Mitogen-activated protein kinase (MAPK) signaling cascades play critical roles in various cellular events in plants, including stress responses, innate immunity, hormone signaling, and cell specificity. MAPK-mediated stress signaling is also known to negatively regulate nitrogen-fixing symbiotic interactions, but the molecular mechanism of the MAPK signaling cascades underlying the symbiotic nodule development remains largely unknown. We show that the MtMKK5-MtMPK3/6 signaling module negatively regulates the early symbiotic nodule formation, probably upstream of ERN1 (ERF Required for Nodulation 1) and NSP1 (Nod factor Signaling Pathway 1) in Medicago truncatula. The overexpression of MtMKK5 stimulated stress and defense signaling pathways but also reduced nodule formation in M. truncatula roots.

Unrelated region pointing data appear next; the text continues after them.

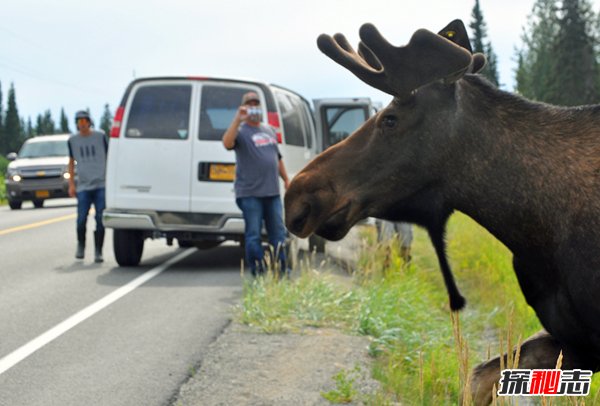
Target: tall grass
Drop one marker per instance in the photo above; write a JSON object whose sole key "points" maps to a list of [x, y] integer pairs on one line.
{"points": [[3, 165], [422, 353]]}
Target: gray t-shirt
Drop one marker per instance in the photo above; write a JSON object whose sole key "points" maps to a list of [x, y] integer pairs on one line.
{"points": [[257, 162], [90, 153]]}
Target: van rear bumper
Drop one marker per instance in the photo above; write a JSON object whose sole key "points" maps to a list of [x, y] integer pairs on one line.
{"points": [[209, 223]]}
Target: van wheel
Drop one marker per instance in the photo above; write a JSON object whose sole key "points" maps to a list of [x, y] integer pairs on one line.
{"points": [[128, 246], [15, 204]]}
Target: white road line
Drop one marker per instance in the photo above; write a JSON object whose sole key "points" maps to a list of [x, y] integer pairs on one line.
{"points": [[26, 350]]}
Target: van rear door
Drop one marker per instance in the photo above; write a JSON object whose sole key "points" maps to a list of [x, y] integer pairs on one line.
{"points": [[299, 140], [153, 153], [213, 166], [338, 118]]}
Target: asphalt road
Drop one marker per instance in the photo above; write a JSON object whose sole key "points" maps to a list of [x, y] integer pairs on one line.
{"points": [[77, 333]]}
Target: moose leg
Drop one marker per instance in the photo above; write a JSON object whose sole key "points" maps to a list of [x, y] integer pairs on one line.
{"points": [[540, 351], [436, 235]]}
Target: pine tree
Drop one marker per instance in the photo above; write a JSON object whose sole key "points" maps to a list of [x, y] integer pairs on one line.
{"points": [[12, 124], [45, 124], [3, 149], [64, 122], [534, 68], [479, 43], [29, 130], [575, 66], [106, 120]]}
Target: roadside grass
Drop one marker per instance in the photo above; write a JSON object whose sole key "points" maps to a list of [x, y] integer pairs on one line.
{"points": [[3, 198], [3, 165], [423, 354]]}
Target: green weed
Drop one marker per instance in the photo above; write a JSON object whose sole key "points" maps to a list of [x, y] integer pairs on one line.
{"points": [[422, 353], [344, 391]]}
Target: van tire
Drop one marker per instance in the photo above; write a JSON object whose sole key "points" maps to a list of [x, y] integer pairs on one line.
{"points": [[128, 246], [15, 204]]}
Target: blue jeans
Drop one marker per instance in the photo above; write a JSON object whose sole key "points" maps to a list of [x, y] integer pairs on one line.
{"points": [[255, 210], [85, 199]]}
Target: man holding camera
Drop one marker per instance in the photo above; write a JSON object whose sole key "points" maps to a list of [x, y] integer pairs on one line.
{"points": [[258, 166]]}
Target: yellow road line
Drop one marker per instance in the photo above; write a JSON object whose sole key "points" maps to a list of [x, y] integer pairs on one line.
{"points": [[38, 224]]}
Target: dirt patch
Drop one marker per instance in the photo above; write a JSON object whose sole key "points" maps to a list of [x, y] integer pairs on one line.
{"points": [[243, 367]]}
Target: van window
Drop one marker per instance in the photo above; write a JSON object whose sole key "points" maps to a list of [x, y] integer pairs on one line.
{"points": [[341, 122], [291, 117], [160, 112], [218, 106], [44, 149]]}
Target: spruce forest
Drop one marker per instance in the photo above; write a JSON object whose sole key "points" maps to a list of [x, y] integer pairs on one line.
{"points": [[556, 62]]}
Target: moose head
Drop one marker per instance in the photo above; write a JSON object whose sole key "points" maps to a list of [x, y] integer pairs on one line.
{"points": [[449, 140], [400, 149]]}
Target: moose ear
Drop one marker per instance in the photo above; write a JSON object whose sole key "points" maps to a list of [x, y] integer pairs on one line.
{"points": [[457, 33], [478, 63]]}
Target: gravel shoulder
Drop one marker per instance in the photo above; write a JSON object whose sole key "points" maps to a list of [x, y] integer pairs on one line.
{"points": [[244, 367]]}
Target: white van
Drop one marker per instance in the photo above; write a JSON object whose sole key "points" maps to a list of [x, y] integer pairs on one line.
{"points": [[168, 174]]}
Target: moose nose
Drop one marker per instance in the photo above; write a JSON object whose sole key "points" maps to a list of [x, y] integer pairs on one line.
{"points": [[296, 219]]}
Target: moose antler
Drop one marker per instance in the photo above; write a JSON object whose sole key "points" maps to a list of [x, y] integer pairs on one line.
{"points": [[397, 70]]}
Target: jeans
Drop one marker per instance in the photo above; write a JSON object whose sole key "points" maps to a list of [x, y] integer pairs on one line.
{"points": [[85, 199], [255, 210]]}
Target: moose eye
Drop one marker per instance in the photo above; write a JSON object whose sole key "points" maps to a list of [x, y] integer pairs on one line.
{"points": [[389, 121]]}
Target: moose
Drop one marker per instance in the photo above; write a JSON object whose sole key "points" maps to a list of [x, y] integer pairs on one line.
{"points": [[450, 141]]}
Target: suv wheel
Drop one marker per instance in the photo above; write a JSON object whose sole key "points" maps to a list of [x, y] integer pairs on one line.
{"points": [[128, 246], [15, 204]]}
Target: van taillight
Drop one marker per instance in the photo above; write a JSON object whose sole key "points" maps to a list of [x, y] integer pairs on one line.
{"points": [[116, 128], [273, 119]]}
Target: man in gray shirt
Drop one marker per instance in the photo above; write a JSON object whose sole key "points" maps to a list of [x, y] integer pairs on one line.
{"points": [[258, 167], [89, 149]]}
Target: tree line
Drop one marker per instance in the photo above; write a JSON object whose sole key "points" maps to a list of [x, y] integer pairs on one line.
{"points": [[557, 63], [14, 129]]}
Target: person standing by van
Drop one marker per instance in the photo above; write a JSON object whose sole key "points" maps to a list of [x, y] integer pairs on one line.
{"points": [[89, 149], [258, 165]]}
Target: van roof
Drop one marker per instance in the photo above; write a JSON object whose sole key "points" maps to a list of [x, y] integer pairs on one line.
{"points": [[53, 137], [263, 85]]}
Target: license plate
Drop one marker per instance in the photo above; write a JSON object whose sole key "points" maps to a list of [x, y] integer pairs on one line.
{"points": [[222, 172]]}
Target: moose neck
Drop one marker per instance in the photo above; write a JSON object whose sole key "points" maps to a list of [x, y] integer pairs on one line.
{"points": [[508, 169]]}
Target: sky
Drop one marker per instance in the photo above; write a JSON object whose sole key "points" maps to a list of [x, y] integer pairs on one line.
{"points": [[82, 54]]}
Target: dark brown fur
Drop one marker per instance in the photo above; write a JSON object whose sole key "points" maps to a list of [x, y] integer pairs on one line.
{"points": [[528, 172]]}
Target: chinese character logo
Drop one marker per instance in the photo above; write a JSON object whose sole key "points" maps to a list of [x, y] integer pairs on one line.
{"points": [[545, 382]]}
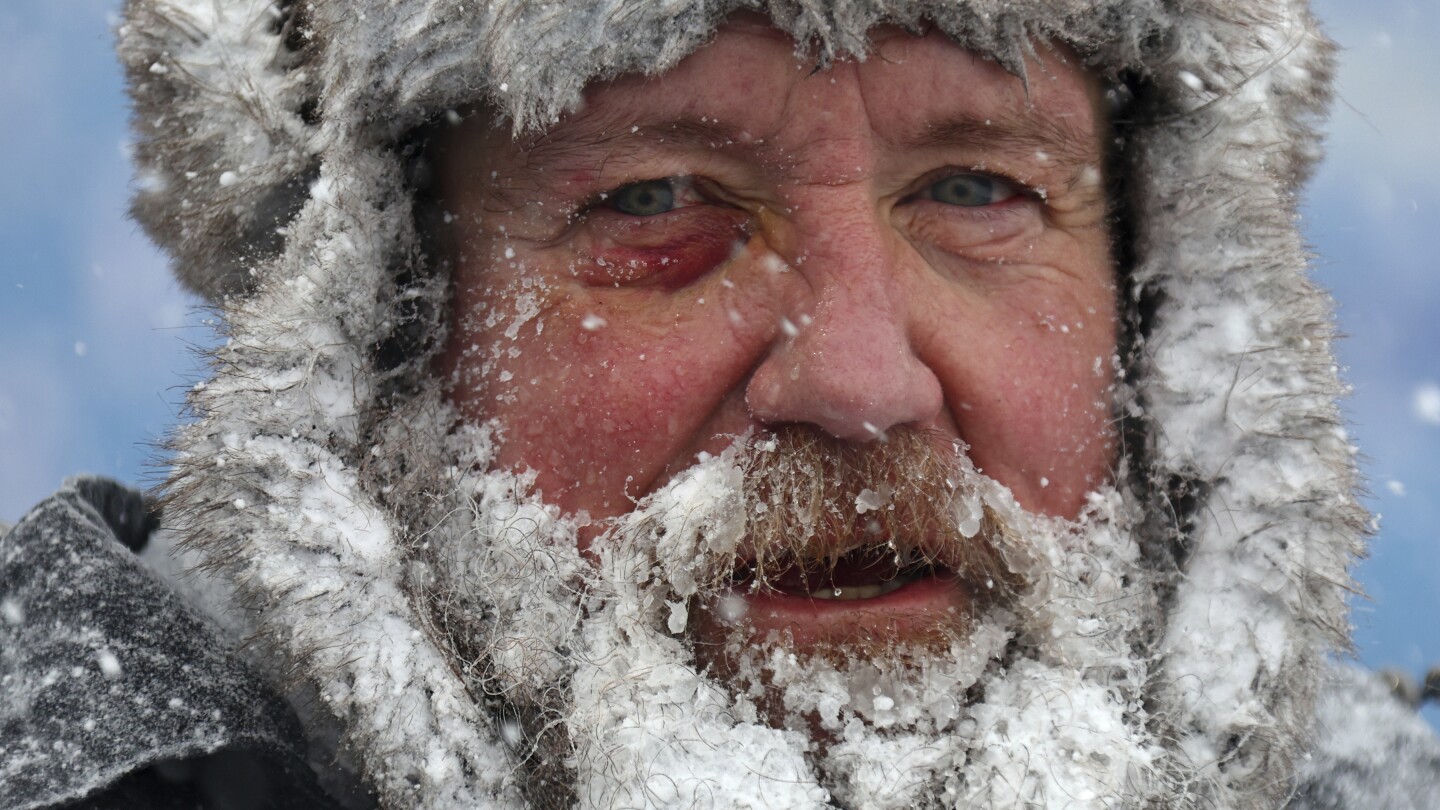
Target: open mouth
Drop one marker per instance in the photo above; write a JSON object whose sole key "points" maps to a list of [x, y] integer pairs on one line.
{"points": [[866, 572]]}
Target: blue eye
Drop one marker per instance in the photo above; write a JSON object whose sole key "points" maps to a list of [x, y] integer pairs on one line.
{"points": [[969, 190], [648, 198]]}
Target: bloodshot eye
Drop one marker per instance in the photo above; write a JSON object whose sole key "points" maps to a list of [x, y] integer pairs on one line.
{"points": [[648, 198], [969, 190]]}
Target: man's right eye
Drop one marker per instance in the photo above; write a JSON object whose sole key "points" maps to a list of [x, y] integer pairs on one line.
{"points": [[647, 198]]}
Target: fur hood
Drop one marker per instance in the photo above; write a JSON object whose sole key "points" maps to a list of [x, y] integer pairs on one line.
{"points": [[275, 167]]}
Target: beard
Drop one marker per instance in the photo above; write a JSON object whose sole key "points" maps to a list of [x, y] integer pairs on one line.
{"points": [[638, 675]]}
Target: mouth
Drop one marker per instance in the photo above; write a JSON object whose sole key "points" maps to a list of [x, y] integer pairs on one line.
{"points": [[863, 574], [873, 593]]}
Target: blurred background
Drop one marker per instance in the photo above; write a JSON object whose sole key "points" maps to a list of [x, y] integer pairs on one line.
{"points": [[95, 340]]}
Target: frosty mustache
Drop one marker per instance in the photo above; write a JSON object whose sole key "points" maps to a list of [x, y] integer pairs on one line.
{"points": [[841, 521]]}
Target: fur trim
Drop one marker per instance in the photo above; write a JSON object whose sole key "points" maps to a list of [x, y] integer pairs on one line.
{"points": [[271, 169]]}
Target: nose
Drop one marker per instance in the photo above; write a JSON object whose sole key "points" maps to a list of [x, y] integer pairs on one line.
{"points": [[844, 361]]}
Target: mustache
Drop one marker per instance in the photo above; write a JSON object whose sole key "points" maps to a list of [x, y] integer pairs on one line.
{"points": [[910, 503]]}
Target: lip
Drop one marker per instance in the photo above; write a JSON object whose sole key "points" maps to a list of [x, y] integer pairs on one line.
{"points": [[913, 610]]}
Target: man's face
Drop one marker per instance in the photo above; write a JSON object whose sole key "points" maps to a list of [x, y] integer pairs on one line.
{"points": [[909, 244]]}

Conversely, a MAPK specific inhibitor, U0126, enhanced nodule formation and the expression of an early nodulation marker gene, MtNIN. We found that MtMKK5 directly activates MtMPK3/6 by phosphorylating the TEY motif within the activation loop and that the MtMPK3/6 proteins physically interact with the early nodulation-related transcription factors ERN1 and NSP1. These data suggest that the stress signaling-mediated MtMKK5/MtMPK3/6 module suppresses symbiotic nodule development via the action of early nodulation transcription factors.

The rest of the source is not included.